Pour commencer, sachez que je n’ai AUCUNE idée arrêtée de ce qu’est l’artefact. Tout ce que je peux vous dire à ce propos, c’est qu’un professeur de physique de l’Université Libre de Bruxelles, un certain Auguste Piccard, l’a offerte au Collectionneur vers 1935. Lui-même l’ayant reçu de monsieur Louis Loubet, ex-télégraphiste militaire.

Ce qui suit est donc un début d’hypothèse, rien de plus…

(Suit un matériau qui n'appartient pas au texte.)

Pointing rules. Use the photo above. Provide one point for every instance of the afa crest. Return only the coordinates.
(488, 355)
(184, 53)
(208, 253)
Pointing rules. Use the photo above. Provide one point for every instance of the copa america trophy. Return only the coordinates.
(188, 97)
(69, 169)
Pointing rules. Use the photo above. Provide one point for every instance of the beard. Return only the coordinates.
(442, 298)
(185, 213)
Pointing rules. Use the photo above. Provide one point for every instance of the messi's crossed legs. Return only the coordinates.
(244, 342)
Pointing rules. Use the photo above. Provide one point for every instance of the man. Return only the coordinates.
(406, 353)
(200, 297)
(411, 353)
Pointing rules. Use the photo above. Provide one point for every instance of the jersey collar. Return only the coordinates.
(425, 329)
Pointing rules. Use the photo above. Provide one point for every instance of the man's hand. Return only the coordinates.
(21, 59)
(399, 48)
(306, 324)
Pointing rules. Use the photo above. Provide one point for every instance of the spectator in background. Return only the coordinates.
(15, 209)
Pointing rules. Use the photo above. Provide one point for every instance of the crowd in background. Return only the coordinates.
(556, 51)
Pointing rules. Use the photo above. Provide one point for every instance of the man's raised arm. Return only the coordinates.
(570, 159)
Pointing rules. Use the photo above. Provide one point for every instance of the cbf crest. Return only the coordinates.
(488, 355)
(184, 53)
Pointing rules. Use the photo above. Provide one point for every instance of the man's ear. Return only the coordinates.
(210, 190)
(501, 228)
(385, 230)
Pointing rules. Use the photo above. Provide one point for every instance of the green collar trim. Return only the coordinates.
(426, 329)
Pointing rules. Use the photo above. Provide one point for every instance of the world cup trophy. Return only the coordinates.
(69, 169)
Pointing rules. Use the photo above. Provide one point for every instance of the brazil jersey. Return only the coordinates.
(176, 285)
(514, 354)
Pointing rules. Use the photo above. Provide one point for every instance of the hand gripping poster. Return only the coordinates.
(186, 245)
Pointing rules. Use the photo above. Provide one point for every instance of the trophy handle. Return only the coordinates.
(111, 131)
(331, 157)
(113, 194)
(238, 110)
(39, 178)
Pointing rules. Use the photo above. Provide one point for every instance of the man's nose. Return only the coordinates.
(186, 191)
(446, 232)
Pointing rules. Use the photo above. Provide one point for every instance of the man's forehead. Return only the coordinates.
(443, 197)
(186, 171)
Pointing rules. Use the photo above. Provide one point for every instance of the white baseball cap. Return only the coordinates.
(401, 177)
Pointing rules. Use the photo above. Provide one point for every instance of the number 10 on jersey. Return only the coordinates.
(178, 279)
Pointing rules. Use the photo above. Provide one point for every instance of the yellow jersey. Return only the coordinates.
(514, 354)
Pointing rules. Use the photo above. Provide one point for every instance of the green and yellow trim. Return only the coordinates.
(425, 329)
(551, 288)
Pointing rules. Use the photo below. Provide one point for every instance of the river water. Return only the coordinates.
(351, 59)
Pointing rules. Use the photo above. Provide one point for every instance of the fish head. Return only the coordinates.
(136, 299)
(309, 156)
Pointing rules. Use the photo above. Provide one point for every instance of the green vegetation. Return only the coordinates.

La datation exacte n’a pas été établie avec certitude, quoique l’analyse du métal – en comparaison avec la trouvaille du naufrage –  pourrait la situer vers le VIe siècle de notre ère ou même avant. Son aspect ne renvoie qu’à peu de créatures mythiques connues, mais la rapproche du Triton. Fils de Poséidon et d’Amphitrite, il est le messager de la mer et le Héraut de son père. Mais il a également un rôle à jouer dans les tempêtes qu’il calme. Pour cela, il est assez proche de Saint Georges. Il est aussi le père de la naïade  Pallas qui fut accidentellement tuée par Athéna. En ce sens, il est lié à cette déesse. On peut donc supposer que l’artefact pouvait servir d’amulette qui protégeait les marins contre les tempêtes. Et puis, je ne peux que me rappeler les écrits de Platon dans le Timée et Critias qui attribuent à Poséidon l’Atlantide où se trouvait le fabuleux Orichalque. Après tout, c’est grâce aux mythes de Troie, du labyrinthe de Minos et d’autres, que de nombreuses cités légendaires furent exhumées par Heinrich Schliemann, Arthur Evans et consorts… Platon situait l’Atlantide entre l’actuelle Tunisie et la Sicile. Une coïncidence ? Mais nous n’envisageons actuellement aucune mission de recherche dans cette région. C’est beaucoup trop tôt.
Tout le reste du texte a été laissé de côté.